Benefit programs may target other policy goals in addition to promoting children’s well-being. We consider two additional goals that bear directly on program design: limiting program benefits for high earners via an income phase-out (means-testing), and incentivizing work via an income phase-in.27 Effective child-claiming rules must account for these goals or risk undermining these aspects of a benefit’s design. As above, tradeoffs are inevitable as additional goals are introduced. For example, while a phase-out reduces total outlays, it also introduces additional complexity and opportunities for gaming, which increase administrative costs.28 These goals may also conflict with our primary goal of promoting children’s well-being.

Although no single rule regime dominates for each of the goals considered here, good design is still within reach. By bearing in mind the policy tradeoffs we present, policymakers can craft child-claiming rules that balance these various objectives to best serve children. To demonstrate, we propose specific child-claiming rules under four different benefit structures: a universal benefit, a benefit with a phase-out, a benefit with a phase-in, and a benefit with both a phase-in and a phase-out.
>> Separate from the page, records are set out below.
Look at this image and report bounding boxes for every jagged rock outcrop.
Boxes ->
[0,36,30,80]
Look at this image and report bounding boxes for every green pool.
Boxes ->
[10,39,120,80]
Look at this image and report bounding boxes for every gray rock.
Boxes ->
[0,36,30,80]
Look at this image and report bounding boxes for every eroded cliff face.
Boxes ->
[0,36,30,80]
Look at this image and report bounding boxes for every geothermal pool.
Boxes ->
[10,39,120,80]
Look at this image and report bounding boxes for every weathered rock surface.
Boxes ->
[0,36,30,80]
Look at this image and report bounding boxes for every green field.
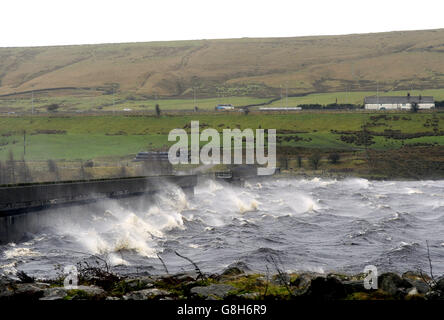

Our proposed rules are more inclusive of children and more flexible for claimants relative to current rules, while still protecting the government’s interests.

We start by describing child-claiming rules for a universal child allowance, by which we mean a benefit that does not phase out or phase in by income.29 We propose a relatively simple rule regime that requires only shared residency and prioritizes the claims of parents only against nonrelative household members. We also propose that children be allowed to claim themselves in certain rare cases where no one else can claim them. For benefits that phase out or phase in based on income, we propose additional rules that seek to protect the program goals that underlie these design features, while still ensuring that someone is available to claim low-income children in nearly all cases.30 Relative to current rules, our proposal would expand eligibility to nonrelative household members as well as nonhousehold members in some cases (and subject to certain constraints). In doing so, they would increase child-benefit programs’ inclusivity and flexibility relative to current rules.

The Article proceeds as follows. Part I describes the current child-claiming rules underlying child-benefit programs in the United States and abroad. This discussion focuses on the EITC and CTC, briefly describes the rules for several of the other important U.S. safety-net programs, and touches on select child-benefit programs abroad. Part II explains how the current rules fall short, leading to the exclusion of children and other serious problems for claimants and the government. Parts III and IV form the heart of the Article. Part III describes core goals underlying child-benefit programs and Part IV proposes specific child-claiming rules informed by those goals. Part V finishes with additional legislative and administrative considerations.